Intense fire from bandits caused a Nigerian fighter jet to crash in northwestern Zamfara State, but the pilot survived by ejecting from the aircraft. Pilot Abayomi Dairo succesfully ejected, evaded several bandit hideouts and eventually made his way to an army unit under cover of darkness.
According to a statement by the Nigerian Air Force, on 18 July, 2021, at about 12.45 pm, a Nigerian Air Force (NAF) Alpha Jet aircraft, returning from a successful air interdiction mission between the boundaries of Zamfara and Kaduna State, came under intense enemy fire which led to its crash in Zamfara State.
Luckily, the gallant pilot of the ill-fated aircraft, Flight Lieutenant Abayomi Dairo, successfully ejected from the aircraft.
TJG Jon Vanbragt.
According to LT. Vanbragt; “on January 29, 2005, I was making my first night trap in the fleet onboard USS Kitty Hawk as a brand new “nugget” pilot in a F/A-18F Super Hornet. On the trap, the 3 arresting cable parted and I felt the jet buck forward and accelerate as I saw the lights of the edge of the landing area passing under my nose gear at 48 knots: Even as an inexperienced Lieutenant Junior Grade, I knew it was time to eject. The SJU-17A (Mk 14) NACES ejection seat saved my life that night, despite ejecting on the ragged edge of the published envelope.
Three days later, I strapped back into another F/A-18F and flew again with total confidence, that should the worst happen again, I could implicitly trust the NACES ejection seat to keep me alive, safe and sound.”
Andre Ricardo Moreira.
In a publication on Martin-baker.com, pilot Andre Ricardo Moreira noted; “I am grateful to God in first, to Martin-Baker, and the maintenance team of the ejection seats, because on October 31, 2007 I was successfully ejected, in which I did not suffer any injury, leaving the accident.

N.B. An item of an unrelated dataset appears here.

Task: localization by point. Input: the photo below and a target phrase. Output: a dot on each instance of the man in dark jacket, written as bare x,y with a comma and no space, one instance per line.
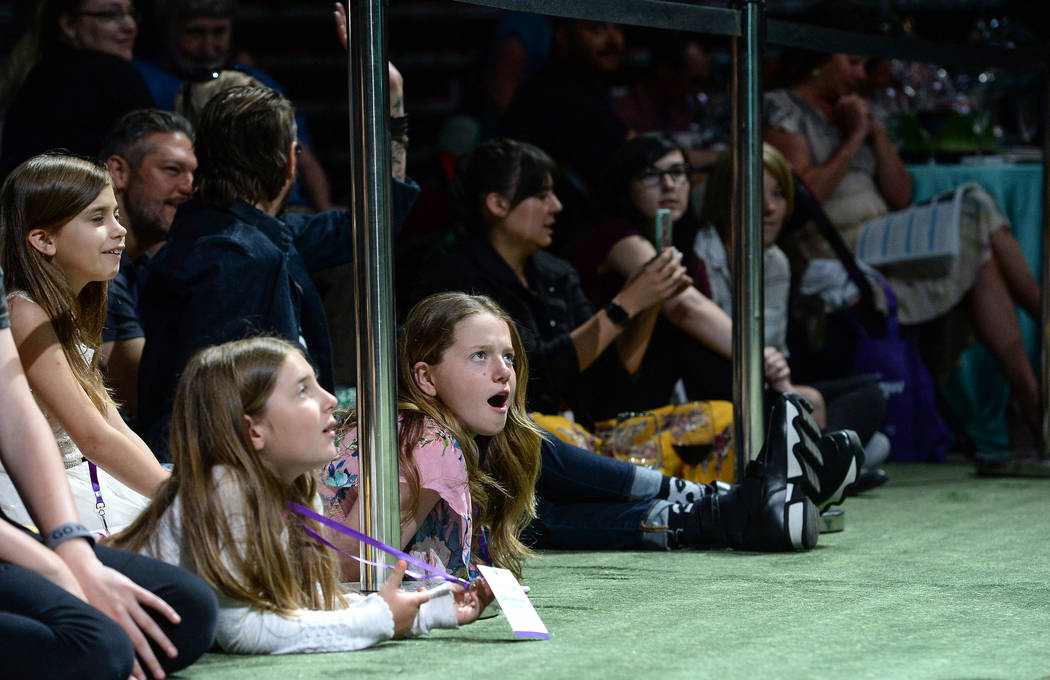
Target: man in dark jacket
232,267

It is with great satisfaction that I write this statement 13 years after the event and I am alive to tell the story. During the test flight after completing scheduled inspection, the aircraft had an engine failure, preventing sufficient thrust to allow the aircraft to reach its destination safely. At that moment, the pilot commanded the ejection about 400 meters from the airstrip, still inside the Air Force Academy.